The fence_multiplier/1 option defines the classical Tukey anomaly cutoff and directly normalizes the per-attribute deviation scores. With any learned fence_multiplier(K), a per-attribute score of 1.0 means the query has reached the chosen Tukey fence on that attribute, so the default normalized threshold 0.5 corresponds to that cutoff in both supported aggregation modes.

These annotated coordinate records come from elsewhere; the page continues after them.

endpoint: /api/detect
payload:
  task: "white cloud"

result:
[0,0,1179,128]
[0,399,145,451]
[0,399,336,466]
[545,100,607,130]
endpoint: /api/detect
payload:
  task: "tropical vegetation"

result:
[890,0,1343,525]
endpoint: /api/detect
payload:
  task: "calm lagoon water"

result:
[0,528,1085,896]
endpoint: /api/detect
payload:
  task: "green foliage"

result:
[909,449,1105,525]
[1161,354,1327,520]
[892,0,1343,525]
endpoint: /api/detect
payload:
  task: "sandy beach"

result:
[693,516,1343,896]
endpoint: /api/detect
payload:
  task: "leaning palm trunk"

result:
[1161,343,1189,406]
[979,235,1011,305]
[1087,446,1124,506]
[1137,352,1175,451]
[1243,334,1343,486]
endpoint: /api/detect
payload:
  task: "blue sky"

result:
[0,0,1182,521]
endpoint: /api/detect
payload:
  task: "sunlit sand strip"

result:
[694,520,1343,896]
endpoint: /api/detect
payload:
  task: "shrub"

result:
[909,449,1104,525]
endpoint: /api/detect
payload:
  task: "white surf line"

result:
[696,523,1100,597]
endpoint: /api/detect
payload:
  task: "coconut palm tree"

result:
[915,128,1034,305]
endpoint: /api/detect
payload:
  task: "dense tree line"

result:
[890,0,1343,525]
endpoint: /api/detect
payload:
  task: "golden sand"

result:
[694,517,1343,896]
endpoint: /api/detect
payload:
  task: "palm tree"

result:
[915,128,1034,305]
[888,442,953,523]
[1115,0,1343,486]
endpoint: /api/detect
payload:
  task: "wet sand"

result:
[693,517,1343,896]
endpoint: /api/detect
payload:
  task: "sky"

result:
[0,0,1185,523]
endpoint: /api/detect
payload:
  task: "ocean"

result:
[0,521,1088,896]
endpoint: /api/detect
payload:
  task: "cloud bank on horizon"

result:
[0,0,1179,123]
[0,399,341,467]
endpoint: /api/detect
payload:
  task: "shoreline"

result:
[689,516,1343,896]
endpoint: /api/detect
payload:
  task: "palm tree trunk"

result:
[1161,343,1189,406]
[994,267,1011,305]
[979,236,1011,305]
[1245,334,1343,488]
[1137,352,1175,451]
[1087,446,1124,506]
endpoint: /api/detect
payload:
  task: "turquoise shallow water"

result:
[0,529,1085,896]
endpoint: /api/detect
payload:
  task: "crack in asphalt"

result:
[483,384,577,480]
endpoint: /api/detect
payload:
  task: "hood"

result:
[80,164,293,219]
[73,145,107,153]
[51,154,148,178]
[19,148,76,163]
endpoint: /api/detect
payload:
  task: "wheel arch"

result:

The baseline_class_values/1 option declares which dataset class labels are admissible for fitting the baseline quartiles and interquartile ranges. The baseline_selection_policy/1 option then controls what happens when other labels are present in the training data. The default reject policy raises a domain_error(baseline_only_training_data, Dataset) exception when any non-baseline example is found. The filter policy removes non-baseline examples before fitting.

Attributes with zero observed interquartile range are assigned a fallback scale of 1.0. This keeps the detector well-defined for singleton datasets or constant columns while still yielding zero score for matching values and positive scores for deviating values.

The root-mean-square aggregation keeps the default threshold stable while avoiding dilution from missing or neutral inlier attributes.

Use score_mode(any_feature_extreme) when a single extreme feature should be sufficient to flag an anomaly in high-dimensional data.